The novel is divided into two parts. In the first, Meursault attends his mother’s funeral without displaying conventional grief, then quickly resumes his routine—swimming, dating a former coworker named Marie, and befriending his neighbor Raymond, a man of questionable morals. When Meursault accompanies Raymond to a beach house and becomes embroiled in a conflict with an Arab man (whose name is never given), he ends up shooting the man in ambiguous circumstances, driven more by the oppressive heat and glare of the sun than by clear intent.
The second part focuses on Meursault’s imprisonment and trial. Rather than focusing on the crime itself, the prosecution fixates on Meursault’s lack of emotion at his mother’s funeral, painting him as a soulless outsider who defies societal norms.
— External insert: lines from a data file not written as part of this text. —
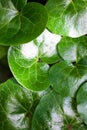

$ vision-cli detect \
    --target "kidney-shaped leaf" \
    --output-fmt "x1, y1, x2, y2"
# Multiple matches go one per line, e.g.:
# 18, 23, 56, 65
49, 57, 87, 97
33, 29, 61, 64
32, 91, 87, 130
8, 41, 49, 91
46, 0, 87, 37
58, 36, 87, 62
77, 82, 87, 124
0, 0, 48, 45
0, 79, 40, 130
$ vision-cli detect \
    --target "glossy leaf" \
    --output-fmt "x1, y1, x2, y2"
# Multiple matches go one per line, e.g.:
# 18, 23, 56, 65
32, 91, 87, 130
0, 46, 8, 60
0, 0, 48, 45
77, 82, 87, 124
49, 57, 87, 97
33, 29, 61, 64
0, 79, 40, 130
8, 41, 50, 91
46, 0, 87, 37
58, 36, 87, 62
His honesty and refusal to conform to expected moral or religious behaviors alienate him further from society. Ultimately, he is condemned not so much for the murder as for his failure to play by society’s emotional and philosophical rules.
L’Étranger is a cornerstone of existentialist and absurdist literature. Through Meursault’s perspective, Camus explores themes of alienation, the absurdity of human existence, the indifference of the universe, and the conflict between individual authenticity and societal expectations. The novel’s stark, minimalist prose and its unsettling protagonist have made it a classic of 20th-century literature and a powerful meditation on what it means to be human in an indifferent world.